In den 1620ern kamen zwar nicht mehr viele Bücher mit Ayres/Air Stücken auf den Markt, allerdings war die Popularität ungebrochen. Es wurden viele weitere Stücke geschrieben und auf Bühnen aufgeführt. Die Besonderheit lag laut Campion in der Einfachheit der Stücke, sie waren nicht „überladen“ wie so viele andere Musikwerke dieser Zeit.

Wer bediente sich noch an dieser Musikgattung?

Auch Johann Sebastian Bach bediente sich Jahrzehnte später in seinen Kompositionen dieser beliebten Musikform und baute sie in seinen Werken ein. Das wohl geläufigste Beispiel eines mit „Air“ zu
bezeichnenden Satzes findet sich in Bachs Orchestersuite D-Dur BMV 1068. Nicht alle Instrumente sind im Einsatz, sondern nur die Streicher und der Bass. Trompeten und Oboen schweigen. Hier kommt wieder die Einfachheit zum Vorschein, die „Air“ so unvergleichlich macht. Auch in seiner zweiten und vierten „französischen Suite“ sind Airs enthalten. Bis heute am beliebtesten ist aber die oben genannte Orchestersuite und ist auf sehr vielen Barock Alben enthalten.

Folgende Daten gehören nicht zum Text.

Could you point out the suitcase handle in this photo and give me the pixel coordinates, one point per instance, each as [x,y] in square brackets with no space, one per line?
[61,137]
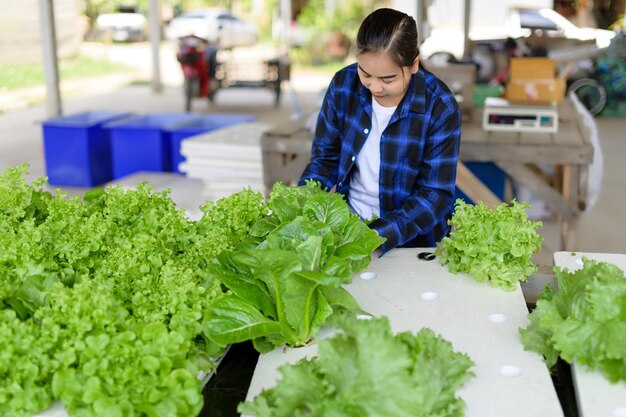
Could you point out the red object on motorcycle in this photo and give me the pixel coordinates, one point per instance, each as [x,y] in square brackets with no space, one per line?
[194,62]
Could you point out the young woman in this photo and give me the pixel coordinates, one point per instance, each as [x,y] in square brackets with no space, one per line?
[387,136]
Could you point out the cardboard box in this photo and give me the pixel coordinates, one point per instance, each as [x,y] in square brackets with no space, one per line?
[533,81]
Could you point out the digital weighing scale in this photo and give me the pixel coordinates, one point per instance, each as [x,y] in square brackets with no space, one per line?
[500,115]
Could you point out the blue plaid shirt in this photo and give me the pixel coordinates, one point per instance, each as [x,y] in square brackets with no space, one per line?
[418,154]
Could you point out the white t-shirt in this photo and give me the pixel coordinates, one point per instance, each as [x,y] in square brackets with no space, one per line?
[363,195]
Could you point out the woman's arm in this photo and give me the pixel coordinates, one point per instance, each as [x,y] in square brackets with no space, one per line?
[326,146]
[432,199]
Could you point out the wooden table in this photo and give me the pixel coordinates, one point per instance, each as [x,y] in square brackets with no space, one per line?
[286,151]
[595,395]
[476,318]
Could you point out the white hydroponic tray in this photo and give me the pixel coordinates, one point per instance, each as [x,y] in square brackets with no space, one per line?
[478,319]
[595,395]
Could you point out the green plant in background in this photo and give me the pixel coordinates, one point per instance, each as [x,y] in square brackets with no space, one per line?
[332,35]
[282,290]
[366,370]
[491,245]
[584,322]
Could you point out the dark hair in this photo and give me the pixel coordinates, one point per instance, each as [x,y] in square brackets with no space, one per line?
[389,30]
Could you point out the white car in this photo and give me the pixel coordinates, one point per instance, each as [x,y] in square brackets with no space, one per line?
[123,27]
[536,27]
[216,25]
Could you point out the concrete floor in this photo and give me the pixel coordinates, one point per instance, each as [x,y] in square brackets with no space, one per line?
[601,229]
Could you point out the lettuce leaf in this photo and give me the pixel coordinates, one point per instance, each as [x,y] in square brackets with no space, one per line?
[491,245]
[311,245]
[584,322]
[365,370]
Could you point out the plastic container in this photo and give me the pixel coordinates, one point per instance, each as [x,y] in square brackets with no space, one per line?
[199,126]
[77,149]
[490,175]
[143,143]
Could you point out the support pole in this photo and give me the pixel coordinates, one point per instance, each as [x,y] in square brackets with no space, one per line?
[154,26]
[50,63]
[466,27]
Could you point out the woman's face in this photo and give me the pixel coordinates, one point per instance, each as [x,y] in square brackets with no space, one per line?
[384,78]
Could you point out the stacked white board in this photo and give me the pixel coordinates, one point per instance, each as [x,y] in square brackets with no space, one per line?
[226,160]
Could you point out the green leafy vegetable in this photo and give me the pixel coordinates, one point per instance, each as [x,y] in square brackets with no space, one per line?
[491,245]
[285,288]
[584,322]
[365,370]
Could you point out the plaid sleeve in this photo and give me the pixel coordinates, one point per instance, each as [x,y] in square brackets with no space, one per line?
[326,147]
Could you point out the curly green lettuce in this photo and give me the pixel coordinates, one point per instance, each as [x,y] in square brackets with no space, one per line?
[491,245]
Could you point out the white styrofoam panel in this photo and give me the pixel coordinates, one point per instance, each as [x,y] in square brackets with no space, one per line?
[476,318]
[596,396]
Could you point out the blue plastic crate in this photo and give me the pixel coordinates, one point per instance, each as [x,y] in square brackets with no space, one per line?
[143,143]
[489,174]
[202,125]
[77,149]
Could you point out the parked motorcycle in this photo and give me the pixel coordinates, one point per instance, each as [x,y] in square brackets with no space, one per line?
[198,60]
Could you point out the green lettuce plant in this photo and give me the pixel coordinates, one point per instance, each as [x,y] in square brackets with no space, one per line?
[282,290]
[584,322]
[102,297]
[366,370]
[491,245]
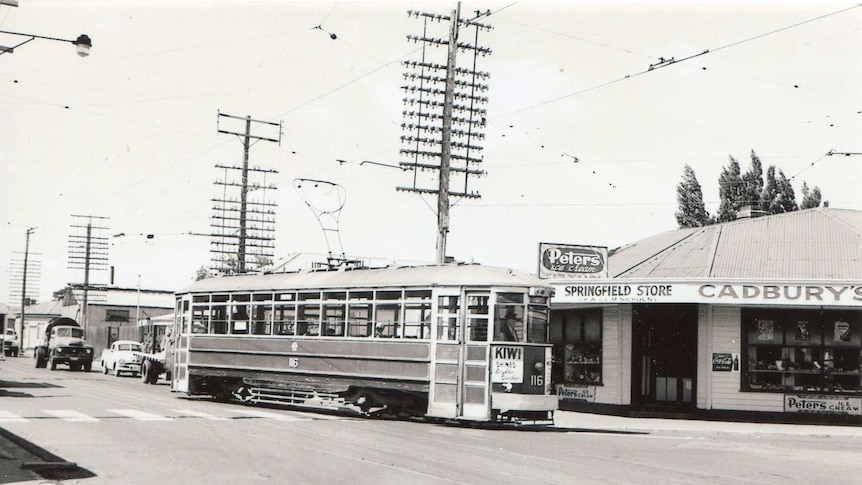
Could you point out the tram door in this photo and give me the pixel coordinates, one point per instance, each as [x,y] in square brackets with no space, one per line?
[460,358]
[180,371]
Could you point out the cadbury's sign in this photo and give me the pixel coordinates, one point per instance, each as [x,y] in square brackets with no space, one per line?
[568,261]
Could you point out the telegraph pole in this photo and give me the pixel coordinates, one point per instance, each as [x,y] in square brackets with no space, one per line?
[459,94]
[446,140]
[90,251]
[223,225]
[23,291]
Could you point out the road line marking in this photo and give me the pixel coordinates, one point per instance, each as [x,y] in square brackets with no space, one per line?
[263,414]
[71,416]
[7,417]
[197,414]
[139,415]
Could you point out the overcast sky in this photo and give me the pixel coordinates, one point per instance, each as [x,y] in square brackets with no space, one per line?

Gab es noch andere bekannte Komponisten, die „Air“ in ihren Stücken verwendeten?

Der Geiger August Wilhemj erarbeitete aus Bachs Komposition BMV 1068 eine neue Variante, und zwar wird diese nur mit der G Saite der Violine gespielt. Dieses wurde als „Air on the G String“ bekannt und erfreut sich bis heute sehr großer Beliebtheit, vor allem auch im englischsprachigen Raum.
Georg Friedrich Händel bezeichnete den sechsten Satz der ersten Suite in F-Dur - aus seiner „Wassermusik“ - als Air. Dieses Stück wird auch heute noch sehr gern von Barock Ensembles gespielt.